In October 2021, the legendary Star Trek actor became the oldest person ever to fly to space, riding Jeff Bezos’ Blue Origin New Shepard rocket. The flight lasted just over ten minutes.

He came back changed.

But not in the way most of us would expect. He didn’t say it was a thrill. He didn’t say it was the trip of a lifetime. He didn’t grin and wave for the cameras.

He cried.

This is a guy who played Captain Kirk for decades. Who basically defined our cultural fantasy of bold space exploration. And when he finally got to do the real thing, he came back in tears, talking about grief.

There’s a huge lesson in that for the rest of us.

What he actually said when he came back

When the capsule touched down, Shatner walked over to Bezos with tears in his eyes and tried to put words to what had just happened. According to CBS News, he told Bezos, “I hope I never recover from this.”

A year later, he wrote about it more honestly in his memoir Boldly Go.

What he described wasn’t joy. It wasn’t awe. It was grief.

He had spent decades imagining space as mysterious and full of wonder. Instead, looking out the window of that capsule, all he saw was a cold, black void. Down below was Earth, fragile and alive, wrapped in a thin blue line of atmosphere. The contrast cracked him open.
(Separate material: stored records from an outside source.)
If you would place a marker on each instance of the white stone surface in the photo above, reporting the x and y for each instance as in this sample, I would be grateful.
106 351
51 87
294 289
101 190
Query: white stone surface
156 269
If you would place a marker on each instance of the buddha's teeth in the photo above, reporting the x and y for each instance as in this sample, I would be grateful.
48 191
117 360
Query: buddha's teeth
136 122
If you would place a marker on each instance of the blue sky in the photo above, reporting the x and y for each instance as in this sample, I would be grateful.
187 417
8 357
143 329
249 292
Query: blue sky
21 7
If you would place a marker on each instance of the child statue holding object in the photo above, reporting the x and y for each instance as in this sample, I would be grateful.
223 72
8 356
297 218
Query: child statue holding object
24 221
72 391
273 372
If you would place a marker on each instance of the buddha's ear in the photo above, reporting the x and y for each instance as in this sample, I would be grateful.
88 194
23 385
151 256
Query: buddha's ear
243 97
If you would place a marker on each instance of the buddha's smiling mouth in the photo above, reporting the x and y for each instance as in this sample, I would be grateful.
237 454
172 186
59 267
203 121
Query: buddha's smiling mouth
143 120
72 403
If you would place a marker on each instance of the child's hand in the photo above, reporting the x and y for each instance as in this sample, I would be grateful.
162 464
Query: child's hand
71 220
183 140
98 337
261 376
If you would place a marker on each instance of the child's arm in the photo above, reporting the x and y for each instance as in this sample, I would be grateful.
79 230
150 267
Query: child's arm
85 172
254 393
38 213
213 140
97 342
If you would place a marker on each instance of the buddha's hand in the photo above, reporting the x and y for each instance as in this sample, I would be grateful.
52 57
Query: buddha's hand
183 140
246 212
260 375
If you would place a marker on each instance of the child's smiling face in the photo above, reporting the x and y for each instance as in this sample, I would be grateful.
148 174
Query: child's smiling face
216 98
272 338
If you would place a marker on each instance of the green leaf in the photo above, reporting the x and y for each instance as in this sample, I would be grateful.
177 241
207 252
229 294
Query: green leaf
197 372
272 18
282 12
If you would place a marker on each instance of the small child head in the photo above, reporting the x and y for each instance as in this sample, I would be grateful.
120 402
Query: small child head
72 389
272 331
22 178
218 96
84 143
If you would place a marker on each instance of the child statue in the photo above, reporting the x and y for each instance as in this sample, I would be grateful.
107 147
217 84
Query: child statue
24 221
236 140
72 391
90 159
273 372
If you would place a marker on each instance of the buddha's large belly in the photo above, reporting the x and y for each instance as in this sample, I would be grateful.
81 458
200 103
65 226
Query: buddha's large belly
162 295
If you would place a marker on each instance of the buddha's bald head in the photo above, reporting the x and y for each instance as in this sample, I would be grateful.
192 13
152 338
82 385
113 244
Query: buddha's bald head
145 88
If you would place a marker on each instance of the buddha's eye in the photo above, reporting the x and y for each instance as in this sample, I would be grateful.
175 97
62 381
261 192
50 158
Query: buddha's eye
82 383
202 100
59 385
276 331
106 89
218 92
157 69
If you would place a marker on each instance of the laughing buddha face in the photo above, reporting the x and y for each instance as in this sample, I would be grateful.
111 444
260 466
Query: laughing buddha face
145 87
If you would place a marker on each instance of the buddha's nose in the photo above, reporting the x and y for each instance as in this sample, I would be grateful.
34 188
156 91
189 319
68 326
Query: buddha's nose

He had expected a celebration. Instead, as he wrote in an excerpt published in Variety, his trip “felt like a funeral.”

Looking out into the universe, he wrote, “all I saw was death.”

A ninety-year-old man went to space and came back grieving for the planet.

When the experience doesn’t match the script

Here’s what fascinates me about all this.

Shatner had a story in his head about what space was supposed to feel like. He had spent his entire career rehearsing it on a TV set. Reality didn’t match.

We all do this. We build up these stories about how a moment is supposed to feel. The wedding day. The promotion. The big move. The trip we have been saving for.

I remember when I first moved to South East Asia. I had a picture in my head of what life there was going to look like. Quiet mornings. Endless inspiration. Some kind of cinematic version of self-discovery.

The reality was a lot messier. Sweating through my shirts every afternoon in Saigon. Getting lost on a bike in traffic that follows no rules I could understand. Stumbling through Vietnamese phrases that my wife’s family kindly tried not to laugh at.

But the messiness was where the actual growth happened. Not in the version I had pre-written.

Shatner’s grief in space hits the same lesson at a much bigger scale. Real experiences will outrun your expectations every time. Sometimes they surprise you with joy. Sometimes they humble you with sadness. The job is to actually feel what is there, not what you scripted.

Why a ninety-year-old’s perspective is worth paying attention to

There’s something else worth noticing here.

Shatner was ninety. Most of us spend our 30s and 40s telling ourselves we’ll do the meaningful stuff later. We will travel later. We will start the project later. We will have the hard conversation later.

A ninety-year-old climbed into a rocket.

I’ve talked about this before but one of the things Buddhism keeps teaching me is the principle of impermanence. Nothing stays. Not your body. Not your circumstances. Not the version of the world you grew up in. And waiting for the perfect moment to live is the surest way to miss your life.

Shatner could easily have said no. He had already had a hell of a career. He could have stayed comfortable. Instead he climbed into the most terrifying experience he had ever had, at an age when most people are easing off, and he came back with something real to say.

That’s a model worth paying attention to.

Final words

The image I keep coming back to is a ninety-year-old man, helmet off, eyes wet, trying to put words to something he had not expected to feel.

That’s what real experiences do. They don’t follow your script. They show up, rearrange your insides, and leave you with a different sense of what matters.

You don’t need a rocket. You just need to show up for the moments you have been postponing, with your eyes open, and let them actually land.

Whatever your version of space is, don’t wait until ninety to climb in.